Digital asset treasury companies may soon face fresh pressure as global index provider MSCI weighs whether to remove them from its benchmarks in early 2025. The group asked investors in October whether firms holding over 50% of their assets in crypto should remain eligible for inclusion.
Early feedback pointed to concerns that these firms behave more like investment vehicles, which are not normally part of equity indexes.
Charlie Sherry, Head of Finance at Australian exchange BTC Markets, told in an interview that the review is likely to end with removal. He said MSCI rarely opens consultations of this sort unless it is already leaning toward a particular outcome. The consultation remains open through Dec. 31, with final decisions scheduled for Jan. 15. Any rule changes will take effect in February.
What an Exclusion Could Trigger
MSCI is also planning on whether other conditions should factor into eligibility. For example, whether a company publicly identifies itself as a digital asset treasury firm or whether it raised money mainly to purchase crypto.
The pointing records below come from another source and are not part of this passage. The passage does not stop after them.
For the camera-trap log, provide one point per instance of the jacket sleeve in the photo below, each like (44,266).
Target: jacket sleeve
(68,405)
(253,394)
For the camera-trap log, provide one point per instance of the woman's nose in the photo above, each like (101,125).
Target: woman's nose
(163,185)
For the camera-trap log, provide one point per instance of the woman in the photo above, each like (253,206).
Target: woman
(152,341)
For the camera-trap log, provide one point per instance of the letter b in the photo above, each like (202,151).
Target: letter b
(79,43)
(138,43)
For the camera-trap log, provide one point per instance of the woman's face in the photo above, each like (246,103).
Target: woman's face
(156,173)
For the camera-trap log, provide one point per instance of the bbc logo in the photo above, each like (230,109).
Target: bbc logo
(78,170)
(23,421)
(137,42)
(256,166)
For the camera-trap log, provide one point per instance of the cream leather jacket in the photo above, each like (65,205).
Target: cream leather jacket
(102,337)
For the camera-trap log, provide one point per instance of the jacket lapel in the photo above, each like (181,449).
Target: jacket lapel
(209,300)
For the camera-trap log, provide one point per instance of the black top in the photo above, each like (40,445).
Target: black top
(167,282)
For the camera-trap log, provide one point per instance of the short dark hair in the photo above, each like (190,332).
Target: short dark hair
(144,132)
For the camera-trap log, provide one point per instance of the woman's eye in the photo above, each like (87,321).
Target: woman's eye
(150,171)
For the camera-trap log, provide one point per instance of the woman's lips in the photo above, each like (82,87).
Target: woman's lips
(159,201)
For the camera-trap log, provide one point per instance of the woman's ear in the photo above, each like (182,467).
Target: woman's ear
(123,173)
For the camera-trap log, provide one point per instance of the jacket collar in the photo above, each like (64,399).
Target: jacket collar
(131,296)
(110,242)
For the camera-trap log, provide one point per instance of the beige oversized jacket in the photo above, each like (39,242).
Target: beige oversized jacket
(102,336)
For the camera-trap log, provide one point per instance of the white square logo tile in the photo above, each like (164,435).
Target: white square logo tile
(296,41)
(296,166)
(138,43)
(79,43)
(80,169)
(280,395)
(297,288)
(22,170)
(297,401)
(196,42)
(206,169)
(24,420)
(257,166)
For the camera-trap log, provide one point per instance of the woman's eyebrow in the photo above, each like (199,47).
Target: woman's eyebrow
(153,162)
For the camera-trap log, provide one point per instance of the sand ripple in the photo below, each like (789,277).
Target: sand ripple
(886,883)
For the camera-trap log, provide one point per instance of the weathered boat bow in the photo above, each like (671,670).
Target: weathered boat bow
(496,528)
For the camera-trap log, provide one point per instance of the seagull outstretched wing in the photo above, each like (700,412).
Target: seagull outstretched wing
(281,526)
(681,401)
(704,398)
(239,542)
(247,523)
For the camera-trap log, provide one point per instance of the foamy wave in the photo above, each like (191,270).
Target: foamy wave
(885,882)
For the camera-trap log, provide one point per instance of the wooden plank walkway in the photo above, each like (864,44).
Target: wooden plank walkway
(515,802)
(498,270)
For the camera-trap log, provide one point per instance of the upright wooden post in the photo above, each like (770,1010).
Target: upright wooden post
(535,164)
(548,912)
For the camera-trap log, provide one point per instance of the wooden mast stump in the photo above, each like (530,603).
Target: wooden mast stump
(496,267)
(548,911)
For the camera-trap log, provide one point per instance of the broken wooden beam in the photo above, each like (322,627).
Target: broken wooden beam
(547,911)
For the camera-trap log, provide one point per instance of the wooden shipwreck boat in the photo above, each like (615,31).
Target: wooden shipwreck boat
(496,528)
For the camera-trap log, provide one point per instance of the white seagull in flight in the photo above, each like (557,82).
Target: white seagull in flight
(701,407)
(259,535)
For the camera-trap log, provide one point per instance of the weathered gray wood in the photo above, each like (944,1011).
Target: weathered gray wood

If the index provider moves forward with removal, index-tracking funds would be required to sell the affected stocks. Sherry said this alone could put “meaningful pressure” on the firms concerned.
A preliminary MSCI list contains 38 firms under review. Names include Michael Saylor’s Strategy, Sharplink Gaming. Other major mining operators, such as Riot Platforms and Marathon Digital, are also included in the list.
Sherry explained that when most of a firm’s worth is from its balance sheet instead of its core business, MSCI considers that outside the boundaries of a regular equity benchmark. He added that this is a turn toward stricter standards compared with the past year.
Shift Toward Clearer Corporate Rules
Analysts at JPMorgan estimated that Strategy could lose about $2.8 billion in market value if MSCI follows through. Bloomberg reported that roughly $9 billion of Strategy’s estimated $56 billion valuation currently sits in passive funds tied to indexes.
Sherry said it remains uncertain whether other index operators would follow MSCI’s lead. He noted that firms often watch each other but do not always act in sync. While S&P has taken strong stances in similar cases, each provider uses its own rulebook.
Despite the uncertainty, Sherry argued that clearer rulemaking will benefit the sector in the long run. He said when companies know exactly how their balance-sheet choices will be interpreted, it removes guesswork for managers and investors. Over time, well-defined standards support steady institutional interest, even if near-term fallout is uncomfortable for some firms.